READY FOR RON (“RFR”) is a political committee that has spent more than $1 million soliciting and gathering signatures and contact information from over 200,000 people who have declared themselves “Ready for Ron.” Dkt. 1 at 5 (Compl. ¶ 6); Dkt. 17 at 8. RFR would like to deliver the “petition” that it has created to Florida Governor Ron DeSantis, along with a letter urging him to become a candidate for the Republican nomination for President in the 2024 election. Dkt. 1 at 7 (Compl. ¶ 17). Before taking this step, however, RFR sought an advisory opinion from the Federal Election Commission (“FEC” or “Commission”) addressing whether and when it could do so consistent with the federal campaign finance laws. Dkt. 23-2 at 1. According to RFR, presenting Governor DeSantis with a “petition” would constitute pure political speech beyond the constitutional or statutory reach of these laws. Id. at 12–13.
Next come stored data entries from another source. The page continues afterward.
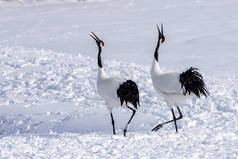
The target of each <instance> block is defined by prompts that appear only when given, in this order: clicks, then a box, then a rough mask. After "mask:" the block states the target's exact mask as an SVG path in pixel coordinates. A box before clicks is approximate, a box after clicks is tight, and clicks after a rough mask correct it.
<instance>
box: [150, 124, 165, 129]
mask: <svg viewBox="0 0 238 159" xmlns="http://www.w3.org/2000/svg"><path fill="white" fill-rule="evenodd" d="M162 126H163V124H159V125H157V126H156V127H154V128H153V129H152V131H157V130H159V129H160V128H162Z"/></svg>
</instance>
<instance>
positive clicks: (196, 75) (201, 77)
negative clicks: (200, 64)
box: [179, 67, 209, 98]
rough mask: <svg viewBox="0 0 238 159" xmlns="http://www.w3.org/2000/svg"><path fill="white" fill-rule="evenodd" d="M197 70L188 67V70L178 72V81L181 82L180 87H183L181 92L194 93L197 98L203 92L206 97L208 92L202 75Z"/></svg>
mask: <svg viewBox="0 0 238 159" xmlns="http://www.w3.org/2000/svg"><path fill="white" fill-rule="evenodd" d="M197 70H198V69H197V68H193V67H190V68H189V69H188V70H186V71H185V72H183V73H181V74H180V79H179V81H180V83H181V88H183V87H184V89H183V90H184V91H183V94H184V95H186V94H187V93H188V94H190V93H194V94H195V95H196V96H197V97H198V98H200V95H201V94H203V95H204V96H206V97H207V96H208V95H209V92H208V90H207V88H206V85H205V82H204V81H203V77H202V75H201V74H200V73H199V72H198V71H197Z"/></svg>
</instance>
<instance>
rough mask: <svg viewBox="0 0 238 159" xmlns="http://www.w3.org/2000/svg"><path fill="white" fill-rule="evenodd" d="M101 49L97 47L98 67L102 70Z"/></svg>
mask: <svg viewBox="0 0 238 159" xmlns="http://www.w3.org/2000/svg"><path fill="white" fill-rule="evenodd" d="M101 52H102V48H101V47H100V46H98V67H100V68H102V59H101Z"/></svg>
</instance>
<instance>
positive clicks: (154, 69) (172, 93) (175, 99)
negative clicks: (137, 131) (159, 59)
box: [150, 24, 209, 132]
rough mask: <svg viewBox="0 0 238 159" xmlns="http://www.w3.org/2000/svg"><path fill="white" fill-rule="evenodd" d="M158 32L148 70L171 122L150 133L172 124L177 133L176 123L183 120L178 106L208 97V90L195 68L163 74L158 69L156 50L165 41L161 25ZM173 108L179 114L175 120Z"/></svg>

The FEC declined to bless RFR’s proposal.

Holding

As explained below, the Court agrees with the Commission that what RFR calls a petition is, in fact, a contact list and, more importantly, an in-kind contribution. As such, the list is subject to the contribution limits contained in the Federal Election Campaign Act (“FECA” or the “Act”), 52 U.S.C. §§ 30101 et seq., and it is now well-trod ground that those limits satisfy constitutional dictates. Finally, although the Commission did not entirely resolve the question, the Court concludes that it makes no difference whether Governor DeSantis has declared his candidacy, whether he has invoked the regulatory exception for “testing the waters,” or whether he has done neither at the point at which he accepts RFR’s contact list. By accepting the list, he would necessarily commit himself to either a candidacy or testing the waters, both of which require contributors (including in-kind contributors) to comply with FECA’s contribution limitations. To hold otherwise would invite massive evasion of the campaign finance laws by allowing those seeking office simply to wait to declare their candidacies or to invoke the testing-the-waters exception until after they have assembled war-chests of non-FECA-compliant contributions. Congress precluded circumvention of this type by defining a candidate as anyone who receives “contributions aggregating in excess of $5,000,” 52 U.S.C. § 30101(2)(A), and by defining a “contribution” to include “any gift . . . of money or anything of value made by any person for the purposes of influencing any election for Federal office,” id. § 30101(8)(A)(i).